Some of the visitors from Tamil Nadu were sitting on the veranda as they ate lunch, Robey said.

“I was told by some of them that cameramen had come from the media to take pictures,” Robey said. “I didn’t pay much attention. But then I heard some noise and found out that a crowd of men had gathered around my house. They alleged I had brought the leprosy patients for conversion. I explained I am just interested in taking care of them as fellow human beings and not interested in their conversion. But they were not willing to listen.”

The crowd soon swelled to over 100. While Robey could not say with certainty who the men were, some local residents later told him that they belonged to the Hindu extremist Jai Karnataka group, said to have close ties with the ruling Hindu nationalist Bharatiya Janata Party.

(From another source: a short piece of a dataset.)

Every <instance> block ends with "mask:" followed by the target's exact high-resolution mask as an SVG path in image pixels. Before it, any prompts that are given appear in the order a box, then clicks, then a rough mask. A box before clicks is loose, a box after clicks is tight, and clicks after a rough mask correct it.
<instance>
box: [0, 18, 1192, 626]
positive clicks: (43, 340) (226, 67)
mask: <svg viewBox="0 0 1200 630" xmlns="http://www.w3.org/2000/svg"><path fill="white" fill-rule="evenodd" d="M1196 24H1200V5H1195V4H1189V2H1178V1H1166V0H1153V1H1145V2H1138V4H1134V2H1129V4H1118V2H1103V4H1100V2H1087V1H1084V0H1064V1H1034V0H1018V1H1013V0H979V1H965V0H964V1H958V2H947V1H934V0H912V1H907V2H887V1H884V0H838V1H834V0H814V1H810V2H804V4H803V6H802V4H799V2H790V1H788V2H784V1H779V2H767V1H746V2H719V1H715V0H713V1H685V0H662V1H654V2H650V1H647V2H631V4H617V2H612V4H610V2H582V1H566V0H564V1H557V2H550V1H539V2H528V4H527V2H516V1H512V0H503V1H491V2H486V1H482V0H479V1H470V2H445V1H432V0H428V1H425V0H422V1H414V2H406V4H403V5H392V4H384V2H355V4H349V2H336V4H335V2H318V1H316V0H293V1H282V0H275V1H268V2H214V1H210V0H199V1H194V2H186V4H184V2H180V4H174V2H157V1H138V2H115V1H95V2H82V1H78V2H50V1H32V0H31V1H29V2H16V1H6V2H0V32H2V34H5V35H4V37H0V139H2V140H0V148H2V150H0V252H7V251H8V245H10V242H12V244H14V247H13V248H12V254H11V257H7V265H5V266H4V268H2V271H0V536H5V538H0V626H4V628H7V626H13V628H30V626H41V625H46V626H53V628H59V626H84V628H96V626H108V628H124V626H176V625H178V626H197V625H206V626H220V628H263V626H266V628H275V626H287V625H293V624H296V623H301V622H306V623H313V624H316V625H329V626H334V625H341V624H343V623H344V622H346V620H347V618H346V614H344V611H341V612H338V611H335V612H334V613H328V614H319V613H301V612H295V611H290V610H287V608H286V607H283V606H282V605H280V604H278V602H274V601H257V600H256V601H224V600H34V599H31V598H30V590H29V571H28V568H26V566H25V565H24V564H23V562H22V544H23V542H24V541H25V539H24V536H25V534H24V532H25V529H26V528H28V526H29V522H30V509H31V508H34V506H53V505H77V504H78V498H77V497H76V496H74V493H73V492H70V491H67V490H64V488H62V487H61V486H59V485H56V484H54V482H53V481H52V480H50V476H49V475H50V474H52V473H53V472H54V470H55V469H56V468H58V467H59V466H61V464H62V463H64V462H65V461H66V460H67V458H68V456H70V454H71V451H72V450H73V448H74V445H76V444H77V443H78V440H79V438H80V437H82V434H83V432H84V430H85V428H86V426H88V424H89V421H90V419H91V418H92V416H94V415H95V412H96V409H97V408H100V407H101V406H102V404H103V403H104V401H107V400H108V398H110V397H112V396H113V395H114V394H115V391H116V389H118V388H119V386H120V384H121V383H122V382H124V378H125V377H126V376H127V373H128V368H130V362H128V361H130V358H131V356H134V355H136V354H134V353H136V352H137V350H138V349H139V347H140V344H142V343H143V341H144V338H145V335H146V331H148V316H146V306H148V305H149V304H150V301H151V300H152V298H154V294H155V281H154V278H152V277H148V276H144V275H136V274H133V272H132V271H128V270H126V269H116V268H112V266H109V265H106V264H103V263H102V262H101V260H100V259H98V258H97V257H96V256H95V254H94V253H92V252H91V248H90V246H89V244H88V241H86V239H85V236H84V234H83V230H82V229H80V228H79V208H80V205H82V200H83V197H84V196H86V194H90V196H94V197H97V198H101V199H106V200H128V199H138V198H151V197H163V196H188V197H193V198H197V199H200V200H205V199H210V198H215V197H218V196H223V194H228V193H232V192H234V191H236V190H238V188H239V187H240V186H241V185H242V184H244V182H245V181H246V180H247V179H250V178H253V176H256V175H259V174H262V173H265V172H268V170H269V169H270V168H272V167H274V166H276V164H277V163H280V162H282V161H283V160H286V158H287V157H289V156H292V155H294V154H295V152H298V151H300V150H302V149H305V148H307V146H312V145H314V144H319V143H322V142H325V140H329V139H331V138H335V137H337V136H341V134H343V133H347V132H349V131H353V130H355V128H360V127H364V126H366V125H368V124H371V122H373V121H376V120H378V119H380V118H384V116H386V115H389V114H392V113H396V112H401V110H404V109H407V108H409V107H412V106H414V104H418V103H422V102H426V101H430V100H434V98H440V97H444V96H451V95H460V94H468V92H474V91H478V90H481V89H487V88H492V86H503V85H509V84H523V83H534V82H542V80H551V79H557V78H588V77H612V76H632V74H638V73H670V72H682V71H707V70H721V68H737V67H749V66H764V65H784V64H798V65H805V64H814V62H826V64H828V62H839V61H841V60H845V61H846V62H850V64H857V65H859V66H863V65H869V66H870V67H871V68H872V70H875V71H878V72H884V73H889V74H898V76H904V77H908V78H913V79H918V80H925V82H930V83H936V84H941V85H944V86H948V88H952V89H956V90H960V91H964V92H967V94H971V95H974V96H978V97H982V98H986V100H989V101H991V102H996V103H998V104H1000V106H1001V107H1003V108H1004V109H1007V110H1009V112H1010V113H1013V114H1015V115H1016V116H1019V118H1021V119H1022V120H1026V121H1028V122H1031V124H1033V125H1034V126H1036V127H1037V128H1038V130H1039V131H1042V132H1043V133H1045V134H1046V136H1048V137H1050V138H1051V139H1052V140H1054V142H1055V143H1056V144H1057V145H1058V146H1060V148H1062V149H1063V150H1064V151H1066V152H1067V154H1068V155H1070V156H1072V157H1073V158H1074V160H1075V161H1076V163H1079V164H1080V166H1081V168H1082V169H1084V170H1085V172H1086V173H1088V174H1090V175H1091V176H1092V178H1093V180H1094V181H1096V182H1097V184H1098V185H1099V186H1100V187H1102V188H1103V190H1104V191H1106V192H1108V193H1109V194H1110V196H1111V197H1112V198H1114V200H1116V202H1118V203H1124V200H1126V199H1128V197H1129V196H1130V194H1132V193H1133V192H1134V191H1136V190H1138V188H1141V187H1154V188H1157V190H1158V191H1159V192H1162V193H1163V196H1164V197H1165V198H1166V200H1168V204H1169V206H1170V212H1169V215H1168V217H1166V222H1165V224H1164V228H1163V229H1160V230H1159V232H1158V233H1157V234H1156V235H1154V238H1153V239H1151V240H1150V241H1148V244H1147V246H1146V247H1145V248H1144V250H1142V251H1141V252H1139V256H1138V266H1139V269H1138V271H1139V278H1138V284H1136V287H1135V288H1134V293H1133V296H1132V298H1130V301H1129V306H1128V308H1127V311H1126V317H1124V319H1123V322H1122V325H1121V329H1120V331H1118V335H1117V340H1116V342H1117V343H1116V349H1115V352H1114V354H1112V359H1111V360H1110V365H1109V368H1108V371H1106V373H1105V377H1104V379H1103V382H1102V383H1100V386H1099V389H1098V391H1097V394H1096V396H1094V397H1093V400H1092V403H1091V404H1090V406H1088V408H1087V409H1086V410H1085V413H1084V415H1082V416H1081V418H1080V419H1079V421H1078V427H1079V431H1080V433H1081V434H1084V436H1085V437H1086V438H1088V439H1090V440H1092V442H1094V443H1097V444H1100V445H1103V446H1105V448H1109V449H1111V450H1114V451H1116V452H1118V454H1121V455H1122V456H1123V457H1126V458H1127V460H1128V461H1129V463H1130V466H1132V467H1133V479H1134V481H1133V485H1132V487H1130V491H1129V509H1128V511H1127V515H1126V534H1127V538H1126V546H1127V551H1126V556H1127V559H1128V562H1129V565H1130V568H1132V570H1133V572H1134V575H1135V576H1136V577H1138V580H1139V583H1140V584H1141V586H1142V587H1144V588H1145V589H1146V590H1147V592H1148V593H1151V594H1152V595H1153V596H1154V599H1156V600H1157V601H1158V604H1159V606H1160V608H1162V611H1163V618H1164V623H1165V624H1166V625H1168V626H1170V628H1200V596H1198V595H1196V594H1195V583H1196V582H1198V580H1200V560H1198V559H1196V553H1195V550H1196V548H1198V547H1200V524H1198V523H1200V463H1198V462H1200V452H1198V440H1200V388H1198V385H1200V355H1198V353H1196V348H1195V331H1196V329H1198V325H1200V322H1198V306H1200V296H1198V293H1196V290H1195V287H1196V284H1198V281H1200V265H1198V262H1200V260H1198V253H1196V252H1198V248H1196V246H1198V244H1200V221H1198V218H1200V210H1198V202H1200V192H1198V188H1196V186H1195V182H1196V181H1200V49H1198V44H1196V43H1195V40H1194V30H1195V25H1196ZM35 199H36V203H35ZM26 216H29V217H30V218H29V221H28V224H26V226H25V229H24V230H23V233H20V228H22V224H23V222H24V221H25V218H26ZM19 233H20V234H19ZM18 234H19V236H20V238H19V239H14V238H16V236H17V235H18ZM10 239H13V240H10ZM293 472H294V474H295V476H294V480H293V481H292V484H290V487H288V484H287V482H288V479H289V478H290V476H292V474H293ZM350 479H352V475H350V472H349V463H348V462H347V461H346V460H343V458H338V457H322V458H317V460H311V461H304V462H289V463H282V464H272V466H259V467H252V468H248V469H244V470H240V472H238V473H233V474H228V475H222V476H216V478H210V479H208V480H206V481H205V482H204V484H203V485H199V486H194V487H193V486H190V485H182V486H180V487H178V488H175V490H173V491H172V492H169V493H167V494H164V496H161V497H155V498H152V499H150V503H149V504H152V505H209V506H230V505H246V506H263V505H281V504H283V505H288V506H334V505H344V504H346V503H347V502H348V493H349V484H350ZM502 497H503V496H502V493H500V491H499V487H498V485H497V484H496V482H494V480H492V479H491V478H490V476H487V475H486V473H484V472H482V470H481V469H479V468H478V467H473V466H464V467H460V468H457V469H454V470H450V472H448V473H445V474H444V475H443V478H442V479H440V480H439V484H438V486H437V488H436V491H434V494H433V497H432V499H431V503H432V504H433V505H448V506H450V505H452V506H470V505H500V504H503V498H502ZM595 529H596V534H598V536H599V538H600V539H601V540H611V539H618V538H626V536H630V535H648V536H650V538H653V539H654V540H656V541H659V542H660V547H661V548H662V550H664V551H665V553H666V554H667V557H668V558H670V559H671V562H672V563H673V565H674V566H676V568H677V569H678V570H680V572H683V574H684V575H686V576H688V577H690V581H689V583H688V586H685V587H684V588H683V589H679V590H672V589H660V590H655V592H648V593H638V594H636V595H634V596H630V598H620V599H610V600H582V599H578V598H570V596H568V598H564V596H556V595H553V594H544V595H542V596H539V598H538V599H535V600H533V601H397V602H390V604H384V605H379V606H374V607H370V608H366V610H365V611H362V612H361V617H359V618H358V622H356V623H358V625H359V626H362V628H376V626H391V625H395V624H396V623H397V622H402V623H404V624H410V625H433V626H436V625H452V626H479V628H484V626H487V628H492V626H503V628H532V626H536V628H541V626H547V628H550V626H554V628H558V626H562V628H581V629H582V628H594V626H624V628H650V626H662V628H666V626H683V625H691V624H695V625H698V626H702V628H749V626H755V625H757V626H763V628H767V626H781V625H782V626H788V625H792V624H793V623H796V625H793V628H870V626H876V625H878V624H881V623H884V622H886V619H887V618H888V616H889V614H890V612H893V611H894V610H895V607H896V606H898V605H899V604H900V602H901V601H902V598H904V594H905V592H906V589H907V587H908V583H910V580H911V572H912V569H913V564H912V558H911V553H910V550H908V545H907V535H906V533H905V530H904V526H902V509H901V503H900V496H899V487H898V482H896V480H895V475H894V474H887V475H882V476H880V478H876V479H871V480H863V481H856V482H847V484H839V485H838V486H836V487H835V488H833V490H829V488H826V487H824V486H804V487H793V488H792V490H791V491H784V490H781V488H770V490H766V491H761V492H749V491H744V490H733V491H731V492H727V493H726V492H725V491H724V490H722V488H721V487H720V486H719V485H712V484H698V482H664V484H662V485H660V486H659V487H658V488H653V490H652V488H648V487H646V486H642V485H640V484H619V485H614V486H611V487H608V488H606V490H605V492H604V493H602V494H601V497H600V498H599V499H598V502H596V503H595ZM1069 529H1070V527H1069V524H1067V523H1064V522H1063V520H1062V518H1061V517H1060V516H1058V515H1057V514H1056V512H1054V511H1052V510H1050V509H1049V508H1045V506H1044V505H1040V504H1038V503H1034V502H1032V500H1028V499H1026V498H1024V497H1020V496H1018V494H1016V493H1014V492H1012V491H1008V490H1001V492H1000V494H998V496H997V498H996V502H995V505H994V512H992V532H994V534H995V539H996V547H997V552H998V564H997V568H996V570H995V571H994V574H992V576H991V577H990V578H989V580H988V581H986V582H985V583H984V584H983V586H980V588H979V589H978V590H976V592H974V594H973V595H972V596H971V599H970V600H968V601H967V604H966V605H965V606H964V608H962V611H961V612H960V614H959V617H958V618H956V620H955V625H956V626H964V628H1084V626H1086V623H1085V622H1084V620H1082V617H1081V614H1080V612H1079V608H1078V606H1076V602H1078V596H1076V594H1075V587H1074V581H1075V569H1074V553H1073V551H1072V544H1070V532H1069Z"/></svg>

Police soon arrived and took Robey and all his guests to the police post. All were released two hours later except Robey and the two Hindu lepers. That night they were taken to the Hennur police station and officially arrested.

On the morning of June 13, police took them to court, and they were sent in judicial custody to Bangalore Central Jail. Their plea for bail was initially rejected, but the next day they were granted bail.

Leprosy patients, believed to be religiously impure and physically contagious—though the disease is hardly infectious after treatment—live in isolated hamlets in India. Robey has been going to a village in Tamil Nadu state twice a year to provide them clothing, medicines and ration.

“Some of them said they really wanted to come for the prayer, and I invited them,” he said. “What’s wrong with that?”

He said he was charged with a victimless crime.

Karnataka recorded the highest number of anti-Christian attacks among all Indian states in 2009 and 2010. Of the at least 149 anti-Christian incidents recorded nationally in 2010, 56 were from Karnataka, according to the Evangelical Fellowship of India. In 2009, Karnataka witnessed at least 48 attacks. The year 2008 was even worse, with at least 28 attacks reported in less than two months in August and September.

Attacks on Christians increased in the state after the BJP came to sole power in May 2008. Prior to that, it ruled in alliance with a local party for 20 months.

Christians complain that the state government is not only doing little to protect them but also supporting the attackers, mostly extremist Hindu nationalists. A government panel in February blamed anti-Christian violence on conversions, rubbing salt into their wound (see compassdirect.org, “Report in India Blames Attacks on Conversions to Christianity,” Feb. 8).